On June 7, 1965, the U.S. Supreme Court strikes down a Connecticut law banning contraception in the case Griswold vs. Connecticut. This landmark ruling regarding the right to privacy is cited in future significant cases, including Roe v. Wade, which established a constitutional right to abortion in 1973.
The court case began in 1961, when Estelle Griswold, executive director of the Planned Parenthood League of Connecticut, and Dr. C. Lee Buxton, a Yale Medical School professor and volunteer physician for PPLC’s newly opened birth control clinic, were arrested and convicted for violating a state law banning contraception, and helping other people use birth control. The state of Connecticut won the original case, but the Supreme Court concluded that the Connecticut law violated the 14th Amendment. A married couple’s use of contraception falls into the “zone of privacy” protected by the Bill of Rights, even if it wasn’t explicitly stated, the court ruled.
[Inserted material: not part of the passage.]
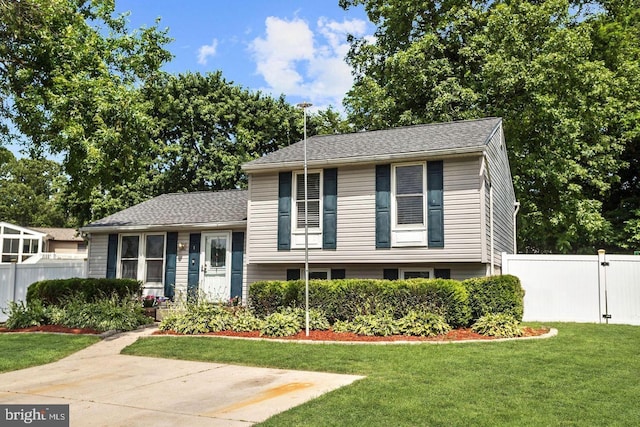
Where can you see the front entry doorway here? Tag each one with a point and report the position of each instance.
(216, 265)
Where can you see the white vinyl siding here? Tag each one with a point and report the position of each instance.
(356, 219)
“The right of privacy which presses for recognition here is a legitimate one,” Justice William O. Douglas wrote in the majority opinion.
One of two dissenting justices, Potter Stewart, wrote that the law is “uncommonly silly” and unenforceable, and that using contraceptives within marriage is a private decision.
“But we are not asked in this case to say whether we think this law is unwise, or even asinine,” Stewart wrote. “We are asked to hold that it violates the United States Constitution. And that I cannot do.”
Connecticut’s archaic law came from circus showman P.T. Barnum, who was also a Connecticut state senator. In 1879, he introduced a bill prohibiting the distribution of information about contraception and abortion—and prohibiting the use of anything to prevent conception.